SRWORD

typedef struct { // srw
DWORD dwSize;
DWORD dwWordNum;
TCHAR szWord[ ];
} SRWORD, *PSRWORD;

Identifies a unique word for a grammar's vocabulary.

dwSize

Size of SRWORD plus the size of szWord (string) rounded up to the nearest multiple of four. The dwSize member must be DWORD-aligned to work on processors that require alignment, such as MIPS® and Alpha APX™.

dwWordNum

Unique word identifier specific to this grammar. The same string can have a different word identifier in different grammars or in the same grammar if the word participates in the grammar in different ways. For example, the noun "project" and the verb "project" each would have a unique word identifier within the same grammar.

The application always specifies the word identifier when it loads a grammar. The application cannot specify a word identifier of zero because the grammar also uses a word identifier to notify the application when the corresponding word is spoken, and zero is reserved for situations when the word identifier is unknown.

szWord

Null-terminated string of variable size containing alphabetic characters and intra-word punctuation. The null at the end of the string is sufficient to indicate the end of the string.
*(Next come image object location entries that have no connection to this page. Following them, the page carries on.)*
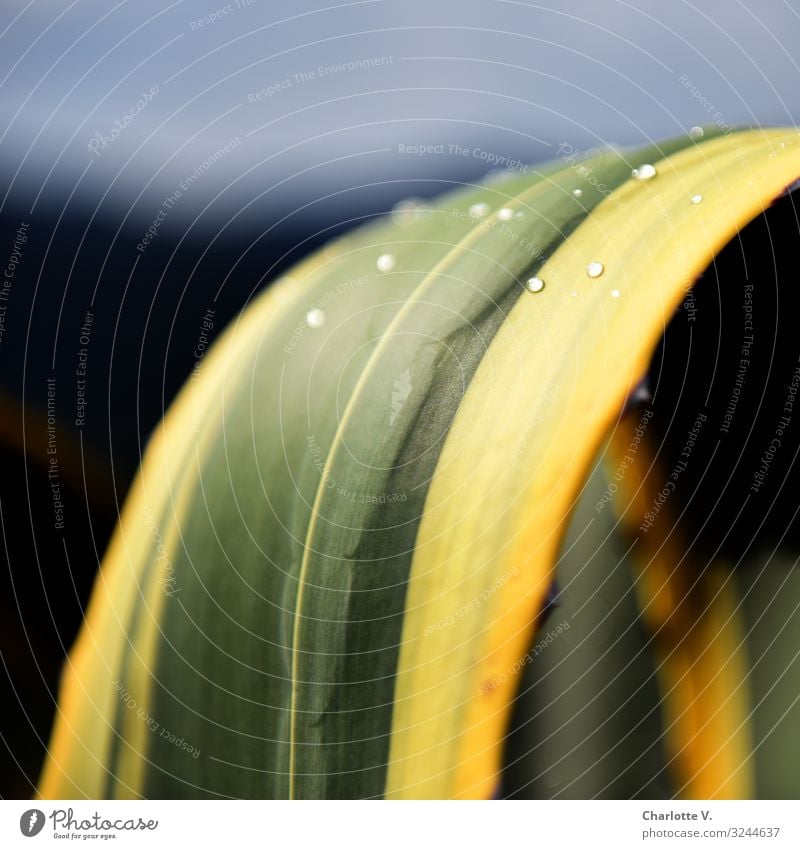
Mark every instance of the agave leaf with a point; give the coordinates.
(342, 535)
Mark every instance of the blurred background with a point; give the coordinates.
(162, 163)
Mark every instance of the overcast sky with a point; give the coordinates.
(317, 97)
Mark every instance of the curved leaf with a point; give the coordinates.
(282, 611)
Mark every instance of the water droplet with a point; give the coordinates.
(386, 262)
(406, 212)
(644, 172)
(478, 210)
(315, 318)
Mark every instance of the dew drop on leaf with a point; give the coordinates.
(478, 210)
(315, 318)
(386, 262)
(644, 172)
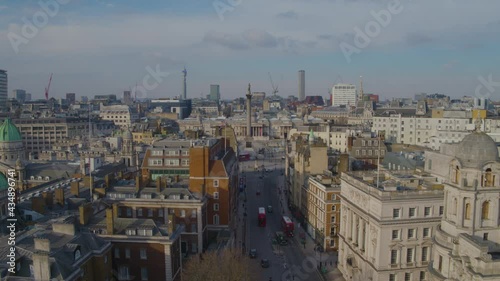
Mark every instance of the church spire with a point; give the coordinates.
(361, 93)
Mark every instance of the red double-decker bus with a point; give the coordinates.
(287, 226)
(262, 217)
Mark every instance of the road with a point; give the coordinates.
(260, 238)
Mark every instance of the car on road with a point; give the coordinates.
(280, 238)
(253, 253)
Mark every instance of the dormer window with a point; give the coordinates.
(78, 254)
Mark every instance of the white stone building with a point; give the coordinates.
(467, 241)
(344, 94)
(386, 232)
(121, 115)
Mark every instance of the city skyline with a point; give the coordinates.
(106, 47)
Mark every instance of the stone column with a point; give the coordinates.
(355, 229)
(362, 234)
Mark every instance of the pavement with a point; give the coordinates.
(286, 261)
(328, 260)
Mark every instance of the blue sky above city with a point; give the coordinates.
(104, 47)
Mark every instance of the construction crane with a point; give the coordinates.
(48, 88)
(275, 89)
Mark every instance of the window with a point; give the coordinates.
(411, 233)
(395, 234)
(440, 263)
(144, 273)
(409, 255)
(396, 213)
(485, 211)
(427, 211)
(144, 255)
(412, 212)
(467, 211)
(425, 253)
(426, 232)
(124, 274)
(394, 256)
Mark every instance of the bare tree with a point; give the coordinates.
(226, 265)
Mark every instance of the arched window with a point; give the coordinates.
(456, 177)
(467, 211)
(489, 178)
(485, 211)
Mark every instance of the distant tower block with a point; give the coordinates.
(249, 117)
(302, 85)
(184, 85)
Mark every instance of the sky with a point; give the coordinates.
(400, 48)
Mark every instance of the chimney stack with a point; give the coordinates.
(110, 224)
(343, 163)
(59, 196)
(115, 211)
(138, 183)
(49, 201)
(41, 263)
(158, 184)
(75, 188)
(86, 212)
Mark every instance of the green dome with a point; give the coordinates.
(4, 184)
(9, 131)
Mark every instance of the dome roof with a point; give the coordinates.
(476, 149)
(9, 131)
(127, 135)
(4, 184)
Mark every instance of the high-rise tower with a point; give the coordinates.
(249, 112)
(302, 85)
(361, 96)
(3, 90)
(184, 85)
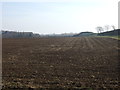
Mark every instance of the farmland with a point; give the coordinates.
(64, 62)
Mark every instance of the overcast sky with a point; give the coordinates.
(59, 16)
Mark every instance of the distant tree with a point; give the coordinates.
(113, 27)
(107, 27)
(99, 29)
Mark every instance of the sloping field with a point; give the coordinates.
(68, 62)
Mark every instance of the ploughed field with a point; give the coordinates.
(65, 62)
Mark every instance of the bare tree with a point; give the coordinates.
(107, 27)
(99, 29)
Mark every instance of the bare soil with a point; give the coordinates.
(61, 63)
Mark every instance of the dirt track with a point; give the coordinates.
(71, 62)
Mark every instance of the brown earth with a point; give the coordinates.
(61, 63)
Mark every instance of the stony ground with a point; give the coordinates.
(68, 62)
In most European languages, szWord is a string such as "hello" or "car." The text should not contain pronounced symbols. For example "345" is not a valid word string. The text also should not have ambiguous pronunciation. For example, instead of the string "IEEE," use three words: "I" "triple" "E".

Certain languages such as Japanese use two character: a phonemic set and a symbolic set. The phonemic character set should be passed in szWord. If an application is trying to associate the symbolic representation of the word, it should use dwWordNum to point to the symbolic word.

In some languages the pronunciation cannot be deduced easily from the symbols that represent the word. In these languages, the phonetic character set appears first, followed by a backslash, followed by the commonly displayed character set. The engine should use the text before the backslash to determine the pronunciation of the word. For example, the Japanese names Honcho and Motomachi are pronounced differently but "spelled" with the same kanji characters.